5-lipoxygenase Inhibitors for Asthma Treatment
The only 5-lipoxygenase (5-LO) product currently on the market is a zilueton tablet. Originally manufactured by Abbott, it went off the market and was then purchased by Critical Therapeutics and re-launched in August 2005. This company will eventually develop a sustained release product that is dosed twice daily, but the current problem and real disadvantage of this product is that patients are required to take it four times a day. The author has prescribed it in the past, and the general feeling is that it probably is somewhat more effective than the leukotriene receptor antagonists. This product also has a certain amount of baggage because a small percentage of the people taking it develop liver enzyme elevation, so a physician needs to check a patient’s blood for liver enzymes over the first few months of therapy.When controlling the symptoms of asthma, combination therapies are clearly more effective than inhaled steroids alone, even in higher doses.The combination therapies are also more effective than the combination of inhaled steroids with other drugs, such as leukotriene receptor antagonists.
The Gaining Optimal Asthma Control Study
The Gaining Optimal Asthma Control (GOAL) study investigated whether the goals of asthma therapy, as outlined in the guidelines, could really be achieved in patients using current therapy.
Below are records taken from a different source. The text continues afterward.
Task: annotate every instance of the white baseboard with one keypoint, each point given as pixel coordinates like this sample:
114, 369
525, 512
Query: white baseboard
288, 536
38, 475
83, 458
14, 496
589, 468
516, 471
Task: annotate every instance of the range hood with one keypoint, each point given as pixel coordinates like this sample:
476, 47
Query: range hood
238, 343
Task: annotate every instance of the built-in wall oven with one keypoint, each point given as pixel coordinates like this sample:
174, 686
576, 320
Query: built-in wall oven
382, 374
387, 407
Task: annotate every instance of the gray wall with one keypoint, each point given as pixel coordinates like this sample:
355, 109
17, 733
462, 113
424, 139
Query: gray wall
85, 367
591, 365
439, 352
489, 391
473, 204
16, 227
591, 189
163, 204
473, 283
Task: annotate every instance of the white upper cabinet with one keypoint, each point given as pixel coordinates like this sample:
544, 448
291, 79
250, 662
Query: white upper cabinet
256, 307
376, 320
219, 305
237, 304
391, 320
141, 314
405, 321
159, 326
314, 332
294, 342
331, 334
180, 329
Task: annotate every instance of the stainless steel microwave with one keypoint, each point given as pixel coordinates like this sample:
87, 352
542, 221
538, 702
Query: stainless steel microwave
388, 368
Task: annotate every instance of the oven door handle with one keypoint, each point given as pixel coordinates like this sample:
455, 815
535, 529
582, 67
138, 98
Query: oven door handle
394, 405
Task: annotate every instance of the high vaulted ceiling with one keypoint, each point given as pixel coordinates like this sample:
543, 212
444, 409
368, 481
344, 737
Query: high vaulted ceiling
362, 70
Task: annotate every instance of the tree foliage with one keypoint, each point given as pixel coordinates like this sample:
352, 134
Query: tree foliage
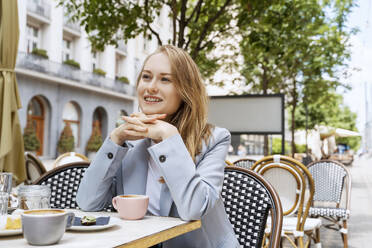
197, 26
296, 47
329, 110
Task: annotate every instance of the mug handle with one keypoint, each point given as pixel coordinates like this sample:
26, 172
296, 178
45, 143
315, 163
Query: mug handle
114, 202
70, 219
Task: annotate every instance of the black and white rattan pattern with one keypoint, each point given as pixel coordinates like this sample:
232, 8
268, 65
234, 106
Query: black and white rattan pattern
332, 183
245, 163
247, 203
64, 183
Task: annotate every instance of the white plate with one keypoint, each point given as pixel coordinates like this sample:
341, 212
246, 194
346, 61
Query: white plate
113, 221
10, 232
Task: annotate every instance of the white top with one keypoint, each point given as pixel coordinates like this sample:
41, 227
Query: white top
153, 186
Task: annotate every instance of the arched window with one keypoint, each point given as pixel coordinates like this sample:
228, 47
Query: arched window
119, 121
100, 117
36, 112
71, 115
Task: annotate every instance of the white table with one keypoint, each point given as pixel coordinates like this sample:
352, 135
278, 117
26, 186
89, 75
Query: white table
149, 231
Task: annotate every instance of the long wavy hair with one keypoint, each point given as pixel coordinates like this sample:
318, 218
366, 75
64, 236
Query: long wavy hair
191, 117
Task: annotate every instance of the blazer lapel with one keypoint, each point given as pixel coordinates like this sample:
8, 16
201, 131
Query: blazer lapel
135, 168
165, 200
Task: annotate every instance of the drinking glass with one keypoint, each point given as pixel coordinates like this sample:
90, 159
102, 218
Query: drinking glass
33, 197
5, 188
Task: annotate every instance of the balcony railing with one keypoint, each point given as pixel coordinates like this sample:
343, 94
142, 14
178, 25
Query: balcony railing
36, 63
122, 46
71, 24
42, 8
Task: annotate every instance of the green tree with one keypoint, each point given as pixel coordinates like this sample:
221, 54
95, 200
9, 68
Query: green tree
198, 26
329, 110
293, 46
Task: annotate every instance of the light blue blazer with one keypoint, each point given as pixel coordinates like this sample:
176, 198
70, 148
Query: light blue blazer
190, 192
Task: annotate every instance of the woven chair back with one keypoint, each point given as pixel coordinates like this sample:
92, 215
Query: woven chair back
293, 182
34, 167
64, 183
329, 178
248, 199
245, 163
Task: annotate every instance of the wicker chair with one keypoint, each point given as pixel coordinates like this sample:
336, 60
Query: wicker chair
295, 186
332, 179
64, 183
245, 163
248, 199
34, 167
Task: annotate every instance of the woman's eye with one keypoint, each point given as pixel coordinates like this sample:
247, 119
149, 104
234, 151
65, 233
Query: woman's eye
145, 76
164, 79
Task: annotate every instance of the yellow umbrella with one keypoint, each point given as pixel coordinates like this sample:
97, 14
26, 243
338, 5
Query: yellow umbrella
11, 140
The results of the GOAL study were split; approximately 70% of patients achieved at least a well-controlled status with the use of the combination therapy—the percentage was approximately 10% lower with inhaled steroids alone. Clearly, that degree of asthma control is achievable in the majority of patients through the use of a combination of long-acting beta agonists and ICSs.
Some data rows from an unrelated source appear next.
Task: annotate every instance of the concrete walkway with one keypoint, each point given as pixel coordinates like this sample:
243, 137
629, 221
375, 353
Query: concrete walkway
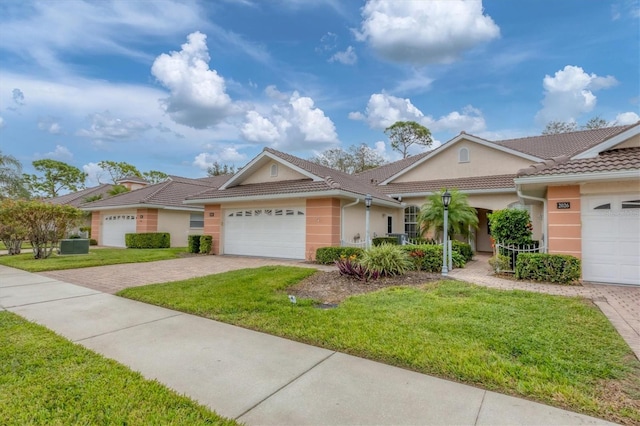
254, 377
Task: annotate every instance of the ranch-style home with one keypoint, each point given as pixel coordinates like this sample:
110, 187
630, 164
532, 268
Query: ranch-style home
582, 190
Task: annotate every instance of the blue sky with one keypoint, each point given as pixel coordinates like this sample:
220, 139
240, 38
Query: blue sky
175, 86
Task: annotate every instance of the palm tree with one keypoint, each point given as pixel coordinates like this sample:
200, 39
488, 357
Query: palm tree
460, 219
11, 181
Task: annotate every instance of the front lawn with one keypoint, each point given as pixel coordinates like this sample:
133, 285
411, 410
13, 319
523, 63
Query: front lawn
96, 257
47, 380
560, 351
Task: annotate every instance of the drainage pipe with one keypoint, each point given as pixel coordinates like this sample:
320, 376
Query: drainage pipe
544, 216
342, 240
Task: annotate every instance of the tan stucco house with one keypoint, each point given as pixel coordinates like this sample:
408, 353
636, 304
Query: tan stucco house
279, 205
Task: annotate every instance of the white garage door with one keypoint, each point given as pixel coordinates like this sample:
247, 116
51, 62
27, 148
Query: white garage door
114, 226
269, 232
611, 239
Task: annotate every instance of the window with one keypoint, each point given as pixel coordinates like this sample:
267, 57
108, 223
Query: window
411, 221
463, 155
196, 220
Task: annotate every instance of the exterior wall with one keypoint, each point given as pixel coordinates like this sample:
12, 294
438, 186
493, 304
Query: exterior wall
323, 224
565, 229
212, 225
147, 220
263, 174
96, 226
483, 161
176, 223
The flip side was that 30% of patients did not achieve a well-controlled status despite a high dose of inhaled steroids and long-acting beta agonists.This re-emphasises the point that there are asthmatics who, for a variety of reasons, are somewhat or very steroid-resistant or -insensitive, which means that other medications are needed for those patients. For the treatment of those patients, there are no good medications at present. Alternative medications are, for example, leukotriene receptor antagonists and theophylline, but they are not very effective.However, a number of drugs are currently being pursued, the main potential audience of which will be the group of patients that do not respond well to the ICSs. Examples are tumor necrosis factor (TNF) antagonists such as etanercept and the calcineurin inhibitor tacrolimus, which has been so effective in atopic dermatitis and is now being looked at in inhaled form. Daclizumab and omalizumab are monoclonal antibodies against the interleukin (IL)-2 receptor and immunoglobulin E (IgE), omalizumab being the only one that is currently approved. Several other drugs that are under investigation would largely target that same group of patients.
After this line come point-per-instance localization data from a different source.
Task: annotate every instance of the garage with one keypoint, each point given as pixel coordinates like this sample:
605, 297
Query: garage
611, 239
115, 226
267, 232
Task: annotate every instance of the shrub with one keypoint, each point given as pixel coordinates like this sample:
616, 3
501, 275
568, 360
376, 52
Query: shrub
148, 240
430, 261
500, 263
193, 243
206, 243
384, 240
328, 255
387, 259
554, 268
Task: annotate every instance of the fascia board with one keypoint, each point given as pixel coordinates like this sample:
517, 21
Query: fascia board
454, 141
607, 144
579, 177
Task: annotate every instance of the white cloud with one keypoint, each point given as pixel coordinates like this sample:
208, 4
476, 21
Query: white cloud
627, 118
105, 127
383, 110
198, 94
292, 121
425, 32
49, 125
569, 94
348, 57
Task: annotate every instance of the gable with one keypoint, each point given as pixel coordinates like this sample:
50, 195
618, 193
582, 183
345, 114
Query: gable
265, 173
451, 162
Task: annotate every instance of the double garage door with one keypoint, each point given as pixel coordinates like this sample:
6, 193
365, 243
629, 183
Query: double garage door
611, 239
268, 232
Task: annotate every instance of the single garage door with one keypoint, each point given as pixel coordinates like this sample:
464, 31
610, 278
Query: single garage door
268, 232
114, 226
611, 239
Asthma and Rhinitis Treatment
A number of studies have been exploring the association between asthma and rhinitis, and have suggested that one treatment can treat both conditions. There is no question that the one airway concept is true.
- Nathan R A,Yancey S W,Waitkus-Edwards K et al., “Fluticasone propionate nasal spray is superior to montelukast for allergic rhinitis while neither affects overall asthma control”, Chest (2005);128(4): pp. 1910–1920.